To search a trained Boox dataset, use the search
command:
boox-cli search <source> <query> [options]
-
<source>
: The path to the trained dataset file (.dat
or.gz
). -
<query>
: The search query string.
Options:
-
-o, --offset <number>
: The offset for pagination (default:'1'
). -
-l, --length <number>
: The number of results per page (default:'10'
). -
-k, --context <field>
: Display the context instead of paginated results object. -
-a, --attrs <fields...>
: Fields to display when--context
is provided. -
-d, --deflate
: Assume the trained data is deflated as.dat
file (default:false
). -
-c, --cwd <folder>
: The working directory (default: current directory). -
-r, --rcname <name>
: The name of the Boox configuration file (default:'boox'
).
Example:
boox-cli search data/products-trained.gz "shoes" -o 2 -l 20
This command will search the data/products-trained.gz
dataset for documents containing the word "shoes"
, starting from the second page and displaying 20 results per page.
You can create a Boox configuration file in your project's root directory to specify default options for the boox-cli train
and boox-cli search
commands:
.booxrc
.booxrc.json
.booxrc.{yaml,yml}
.boox.{mjs,cjs,js}
boox.config.{mjs,cjs,js}
Before using the example below, make sure to install the required libraries:
npm install -D double-metaphone stemmer stopword marked marked-plaintify
Here's an example of a Boox configuration file:
// boox.config.js
import { doubleMetaphone } from 'double-metaphone'
import { Marked } from 'marked'
import markedPlaintify from 'marked-plaintify'
import { stemmer } from 'stemmer'
import { removeStopwords } from 'stopword'
const marked = new Marked({ gfm: true }).use(markedPlaintify())

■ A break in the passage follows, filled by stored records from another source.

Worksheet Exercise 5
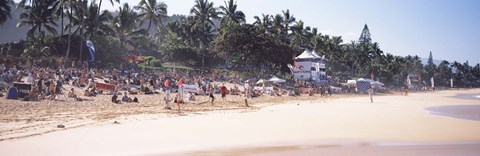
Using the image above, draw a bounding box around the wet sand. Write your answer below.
[0,89,480,155]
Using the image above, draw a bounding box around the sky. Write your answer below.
[10,0,480,65]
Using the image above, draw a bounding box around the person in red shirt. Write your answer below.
[220,84,227,99]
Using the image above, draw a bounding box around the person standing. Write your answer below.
[367,86,373,103]
[220,84,227,99]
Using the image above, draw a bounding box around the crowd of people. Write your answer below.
[0,58,448,109]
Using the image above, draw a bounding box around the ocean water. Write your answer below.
[425,105,480,121]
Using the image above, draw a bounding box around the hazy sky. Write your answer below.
[13,0,480,65]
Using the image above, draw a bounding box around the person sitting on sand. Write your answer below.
[68,88,77,98]
[163,96,172,110]
[122,92,133,102]
[367,86,373,103]
[90,86,97,96]
[83,89,91,96]
[143,87,153,94]
[112,93,120,104]
[187,92,195,101]
[209,93,215,106]
[23,86,39,101]
[68,88,83,101]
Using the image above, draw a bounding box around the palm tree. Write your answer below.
[17,0,58,39]
[253,14,272,32]
[190,0,218,68]
[84,3,113,39]
[291,20,313,49]
[272,14,283,36]
[282,9,295,41]
[98,0,120,14]
[0,0,13,24]
[220,0,245,23]
[134,0,168,31]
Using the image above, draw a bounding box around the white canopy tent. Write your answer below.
[295,50,322,59]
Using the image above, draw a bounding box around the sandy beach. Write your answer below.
[0,89,480,155]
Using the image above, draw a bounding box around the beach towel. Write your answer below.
[5,87,18,99]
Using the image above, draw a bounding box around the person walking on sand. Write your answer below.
[209,93,215,106]
[220,84,227,99]
[367,86,373,103]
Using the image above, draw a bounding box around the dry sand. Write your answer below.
[0,89,480,155]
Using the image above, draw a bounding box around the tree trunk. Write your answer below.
[65,8,73,62]
[61,7,64,36]
[79,6,85,62]
[147,20,152,33]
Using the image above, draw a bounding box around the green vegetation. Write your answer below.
[0,0,480,87]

const wordRegexp = /\b\w+\b/g
/** @type {() => import('boox').BooxOptions} */
export default function defineBooxConfig() {
return {
id: 'customId',
features: ['title', 'content', 'tags'],
attributes: ['author', 'date'],
modelOptions: {
normalizer(input) {
// Remove Markdown formatting
return marked.parse(input)
},
tokenizer(input) {
const tokens = Array.from(input.match(wordRegexp) || [])
return removeStopwords(tokens)
},
stemmer: stemmer,
phonetic: doubleMetaphone
}
}
}
The --rcname
flag allows you to customize the name of the configuration file. For example, to use a configuration file named my-appname.config.js
, you would run the following command:
boox-cli train src/dataset.json --rcname my-appname